The honour was conferred upon Wilson at the Hôtel De Ville, to which he travelled in an open carriage through the streets of the city accompanied by President Poincaré and other dignitaries, including the American ambassador, Mr Sharp.
The President travelled to Europe on board the great liner George Washington and arrived to a tremendous reception in the town of Brest, which was bedecked in flags and crowded with well-wishers for hours in advance of his arrival.
His journey took him past the south Irish coast and the scene of the Lusitania tragedy of 1915, which resulted in the death of more than a thousand of his fellow countrymen. A number of ships sailed out from Queenstown, Co. Cork, to partake in a salute as the President’s liner passed.

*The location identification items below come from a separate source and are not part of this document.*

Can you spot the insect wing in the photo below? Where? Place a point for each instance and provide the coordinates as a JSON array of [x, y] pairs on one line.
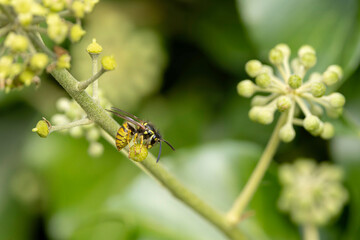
[[127, 118], [126, 113]]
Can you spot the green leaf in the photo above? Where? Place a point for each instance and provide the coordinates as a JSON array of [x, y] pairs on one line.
[[216, 172], [331, 27]]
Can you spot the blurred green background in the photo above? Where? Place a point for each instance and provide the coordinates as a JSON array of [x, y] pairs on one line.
[[179, 63]]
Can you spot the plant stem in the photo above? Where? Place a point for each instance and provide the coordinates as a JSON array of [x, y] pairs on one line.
[[84, 84], [310, 232], [80, 122], [95, 72], [234, 215], [99, 116]]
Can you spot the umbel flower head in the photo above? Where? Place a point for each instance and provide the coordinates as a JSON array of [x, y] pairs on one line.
[[22, 21], [293, 90], [311, 194]]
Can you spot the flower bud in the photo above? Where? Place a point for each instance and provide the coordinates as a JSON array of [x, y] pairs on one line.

The Cork Examiner, in an editorial devoted to President Wilson’s European mission, has observed that the strength of the welcome for the US leader can be read as an endorsement of the principles he has advanced for the future peace of the world. These principles are rooted in justice and a ‘reverence for the right of genuine liberty’.
Here, the case of Ireland – ‘a small oppressed nation that is denied the right of genuine liberty, but which voluntarily sent hundreds of thousands of her sons to fight for European freedom – should strongly appeal to President Wilson’s unbiased judicial mind’.
In order to impress upon President Wilson the Irish case for self-determination, the Lord Mayor of Dublin, Laurence O’Neill, has urged that a series of mass meetings be held around the country on the same day ‘in order that an invitation may go out from all Ireland to the President’ to visit this country. Mr O’Neill will host such a meeting in Dublin.
President Wilson is scheduled to leave Paris tomorrow by motor car in order to visit the main battle fronts of the recent war. Before Christmas, he is also scheduled to meet the Pope.
[Editor's note: This is an article from Century Ireland, a fortnightly online newspaper, written from the perspective of a journalist 100 years ago, based on news reports of the time.]